Damming, over extraction, climate change, and drought are contributing to the rapid depletion of Lake Chad, which has decreased in size by 90percent over the last 60 years. It has led to significant unemployment and insecurity challenges in the region.
Nigeria is also home to about 80percent of the 100 million people residing in the basin of the Niger river, which crosses Algeria, Benin, Burkina Faso, Cameroon, Cote d’Ivoire, Guinea, Mali, Niger, Nigeria and Chad before emptying through the Gulf Guinea into the Atlantic Ocean.
“With these shared waters increasingly threatened by water scarcity linked to climate change, pollution, and rising demands on their use, transboundary water cooperation is crucial for peace, conflict prevention, sustainable development and human well-being,” the Sonja Koeppel, secretary of the Water Convention.
“This is particularly relevant in regions such as the Lake Chad and Niger basin where water is closely related to security, livelihoods and regional stability. As an effective global legal and intergovernmental framework and platform for cooperation and sustainable management of shared waters, including ground waters, the Water Convention helps countries to address key challenges”, Koeppel stressed.
Catalyzing strong momentum for Africa’s water cooperation
Nigeria’s accession would help consolidate the fast-building momentum for water cooperation in Africa and, given its role as the largest economy in Africa and position in key shared basins, prove a catalyst for more countries to join and reap the benefits of implementing the Water Convention.
Chad, Senegal, Ghana, Guinea-Bissau and Togo have joined the Convention since 2018 following its opening to accession by all UN member states. Cameroon is on the cusp of becoming a party, following the President’s signature on accession earlier this month.
More than 15 countries are in the process of joining, most of which are in Africa. Nigeria’s accession could be particularly crucial as, together with Cameroon, it would help reach a critical mass of Water Convention Parties in the region that share the same water resources.
Current water challenges in Nigeria are due to the rapidly increasing demand as a result of rapid population growth rate, increased urbanization, irrigation farming and industrialization.
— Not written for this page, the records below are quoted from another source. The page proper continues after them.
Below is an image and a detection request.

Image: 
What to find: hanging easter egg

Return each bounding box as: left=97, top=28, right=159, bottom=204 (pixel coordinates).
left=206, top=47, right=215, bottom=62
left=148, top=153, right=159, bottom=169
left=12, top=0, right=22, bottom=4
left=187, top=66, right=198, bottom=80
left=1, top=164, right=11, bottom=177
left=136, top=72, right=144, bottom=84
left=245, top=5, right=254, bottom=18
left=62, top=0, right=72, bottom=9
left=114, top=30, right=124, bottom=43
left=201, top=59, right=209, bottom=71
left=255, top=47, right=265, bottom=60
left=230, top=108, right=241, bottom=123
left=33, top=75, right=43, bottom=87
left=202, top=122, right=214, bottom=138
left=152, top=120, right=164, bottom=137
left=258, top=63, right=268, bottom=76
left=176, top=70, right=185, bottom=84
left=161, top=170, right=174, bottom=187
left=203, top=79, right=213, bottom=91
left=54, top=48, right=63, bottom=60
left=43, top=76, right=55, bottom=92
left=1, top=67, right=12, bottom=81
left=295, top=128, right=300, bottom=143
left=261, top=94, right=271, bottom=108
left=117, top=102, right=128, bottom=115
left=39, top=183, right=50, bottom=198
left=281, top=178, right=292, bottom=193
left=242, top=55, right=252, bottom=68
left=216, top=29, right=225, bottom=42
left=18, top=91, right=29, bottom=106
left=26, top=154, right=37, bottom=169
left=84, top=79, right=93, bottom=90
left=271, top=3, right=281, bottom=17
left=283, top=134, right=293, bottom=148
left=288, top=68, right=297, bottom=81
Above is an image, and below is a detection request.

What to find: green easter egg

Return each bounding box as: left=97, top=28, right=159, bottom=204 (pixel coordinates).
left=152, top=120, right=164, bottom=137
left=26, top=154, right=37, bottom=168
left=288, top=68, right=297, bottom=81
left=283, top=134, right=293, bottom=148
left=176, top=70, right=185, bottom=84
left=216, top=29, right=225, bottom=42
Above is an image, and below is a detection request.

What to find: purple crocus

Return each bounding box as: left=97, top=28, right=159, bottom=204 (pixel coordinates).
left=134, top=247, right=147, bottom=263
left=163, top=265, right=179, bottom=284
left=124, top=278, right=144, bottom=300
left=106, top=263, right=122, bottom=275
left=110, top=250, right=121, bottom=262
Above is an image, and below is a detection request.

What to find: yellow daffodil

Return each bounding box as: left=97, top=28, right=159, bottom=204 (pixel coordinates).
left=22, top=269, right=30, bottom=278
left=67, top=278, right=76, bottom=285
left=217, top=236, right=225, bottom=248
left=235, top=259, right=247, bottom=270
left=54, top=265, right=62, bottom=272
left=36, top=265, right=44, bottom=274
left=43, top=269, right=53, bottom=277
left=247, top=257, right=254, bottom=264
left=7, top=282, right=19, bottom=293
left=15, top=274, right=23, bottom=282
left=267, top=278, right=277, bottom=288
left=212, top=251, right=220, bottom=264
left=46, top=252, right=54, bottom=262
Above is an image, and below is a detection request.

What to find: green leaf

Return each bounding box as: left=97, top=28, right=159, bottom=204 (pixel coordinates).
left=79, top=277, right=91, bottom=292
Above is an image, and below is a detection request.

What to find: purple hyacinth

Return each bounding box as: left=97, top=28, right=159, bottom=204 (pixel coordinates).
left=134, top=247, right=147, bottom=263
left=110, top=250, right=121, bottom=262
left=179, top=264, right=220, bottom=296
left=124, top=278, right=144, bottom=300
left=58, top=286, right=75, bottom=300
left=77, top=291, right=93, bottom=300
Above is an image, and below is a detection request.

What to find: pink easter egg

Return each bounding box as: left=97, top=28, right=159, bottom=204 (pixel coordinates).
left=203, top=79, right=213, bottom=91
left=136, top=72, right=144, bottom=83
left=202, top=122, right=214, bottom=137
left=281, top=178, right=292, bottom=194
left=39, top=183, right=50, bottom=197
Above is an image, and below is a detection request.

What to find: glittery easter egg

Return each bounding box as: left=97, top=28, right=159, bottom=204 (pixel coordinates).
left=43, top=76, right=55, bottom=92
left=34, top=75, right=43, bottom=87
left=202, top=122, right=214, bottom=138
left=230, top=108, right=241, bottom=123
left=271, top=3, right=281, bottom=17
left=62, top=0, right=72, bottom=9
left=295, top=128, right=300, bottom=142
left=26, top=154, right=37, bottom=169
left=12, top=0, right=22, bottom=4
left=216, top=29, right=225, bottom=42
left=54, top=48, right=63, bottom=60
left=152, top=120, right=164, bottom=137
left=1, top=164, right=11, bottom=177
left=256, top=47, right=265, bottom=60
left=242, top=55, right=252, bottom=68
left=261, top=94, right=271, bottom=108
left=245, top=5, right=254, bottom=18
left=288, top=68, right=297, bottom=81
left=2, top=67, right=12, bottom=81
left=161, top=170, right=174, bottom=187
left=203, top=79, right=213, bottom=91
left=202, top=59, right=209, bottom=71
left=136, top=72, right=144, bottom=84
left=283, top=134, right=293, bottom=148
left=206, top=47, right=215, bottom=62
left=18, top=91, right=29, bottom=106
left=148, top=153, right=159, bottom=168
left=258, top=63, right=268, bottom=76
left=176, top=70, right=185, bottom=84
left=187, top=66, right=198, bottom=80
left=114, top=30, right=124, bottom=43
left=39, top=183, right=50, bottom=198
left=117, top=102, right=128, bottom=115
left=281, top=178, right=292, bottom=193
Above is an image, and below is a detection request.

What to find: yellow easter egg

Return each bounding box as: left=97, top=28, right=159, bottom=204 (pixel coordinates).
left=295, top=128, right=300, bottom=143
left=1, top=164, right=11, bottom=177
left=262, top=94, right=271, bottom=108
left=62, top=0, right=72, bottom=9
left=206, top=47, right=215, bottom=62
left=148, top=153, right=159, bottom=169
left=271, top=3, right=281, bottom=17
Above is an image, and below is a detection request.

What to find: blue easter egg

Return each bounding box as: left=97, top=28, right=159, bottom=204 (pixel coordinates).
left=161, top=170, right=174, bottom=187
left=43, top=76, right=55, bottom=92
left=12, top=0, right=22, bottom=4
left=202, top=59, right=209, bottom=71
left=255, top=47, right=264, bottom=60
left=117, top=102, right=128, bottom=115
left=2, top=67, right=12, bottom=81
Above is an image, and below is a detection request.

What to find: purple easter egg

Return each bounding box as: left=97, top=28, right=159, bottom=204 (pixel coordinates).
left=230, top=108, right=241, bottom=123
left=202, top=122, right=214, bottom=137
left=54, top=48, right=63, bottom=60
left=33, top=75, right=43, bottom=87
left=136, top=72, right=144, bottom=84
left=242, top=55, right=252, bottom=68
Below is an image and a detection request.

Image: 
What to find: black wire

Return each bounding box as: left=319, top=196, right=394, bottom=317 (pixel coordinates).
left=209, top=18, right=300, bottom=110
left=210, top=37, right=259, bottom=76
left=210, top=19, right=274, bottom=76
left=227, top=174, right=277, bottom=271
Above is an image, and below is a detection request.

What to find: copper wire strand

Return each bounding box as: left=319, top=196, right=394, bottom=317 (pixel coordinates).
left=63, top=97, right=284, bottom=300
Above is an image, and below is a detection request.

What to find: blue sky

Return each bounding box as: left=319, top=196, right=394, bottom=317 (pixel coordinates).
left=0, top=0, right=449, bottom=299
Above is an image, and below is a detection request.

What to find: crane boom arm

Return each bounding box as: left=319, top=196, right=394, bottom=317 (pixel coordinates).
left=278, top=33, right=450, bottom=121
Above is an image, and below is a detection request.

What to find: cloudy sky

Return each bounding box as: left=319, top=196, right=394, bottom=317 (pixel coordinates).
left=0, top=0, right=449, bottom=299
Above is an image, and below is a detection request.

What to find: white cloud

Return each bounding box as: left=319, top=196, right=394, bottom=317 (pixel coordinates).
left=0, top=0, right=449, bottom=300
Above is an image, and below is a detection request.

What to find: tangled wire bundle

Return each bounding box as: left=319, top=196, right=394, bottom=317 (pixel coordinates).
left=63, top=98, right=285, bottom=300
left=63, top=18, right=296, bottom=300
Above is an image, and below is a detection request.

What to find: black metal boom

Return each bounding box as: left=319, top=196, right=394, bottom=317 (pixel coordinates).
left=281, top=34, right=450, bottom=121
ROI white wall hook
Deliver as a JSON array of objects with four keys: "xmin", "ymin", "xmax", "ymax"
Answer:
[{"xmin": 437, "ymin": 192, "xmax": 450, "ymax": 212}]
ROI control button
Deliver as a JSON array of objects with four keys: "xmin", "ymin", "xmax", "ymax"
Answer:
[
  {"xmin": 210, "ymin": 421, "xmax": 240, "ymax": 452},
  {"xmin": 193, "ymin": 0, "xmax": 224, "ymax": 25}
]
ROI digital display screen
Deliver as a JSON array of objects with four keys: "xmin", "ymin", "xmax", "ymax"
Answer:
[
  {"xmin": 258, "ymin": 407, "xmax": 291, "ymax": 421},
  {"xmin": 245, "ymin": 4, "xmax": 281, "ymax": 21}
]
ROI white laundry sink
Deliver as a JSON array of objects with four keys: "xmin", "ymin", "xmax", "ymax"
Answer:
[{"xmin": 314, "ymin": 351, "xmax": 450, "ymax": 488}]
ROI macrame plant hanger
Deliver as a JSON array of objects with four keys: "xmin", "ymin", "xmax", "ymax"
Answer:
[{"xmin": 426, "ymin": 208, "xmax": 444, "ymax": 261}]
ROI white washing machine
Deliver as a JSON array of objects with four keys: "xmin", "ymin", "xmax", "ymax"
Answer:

These challenges have been exacerbated by persistent drought and have resulted in greater dependence on groundwater resources. Nigeria also experiences perennial flooding, which can have multi-billion dollar consequences. Effective transboundary cooperation can help address these challenges. In this regard, Nigeria has signed several transboundary agreements over its shared water resources. Notably, Nigeria is party to the Lake Chad Basin Commission and the Niger Basin Authority.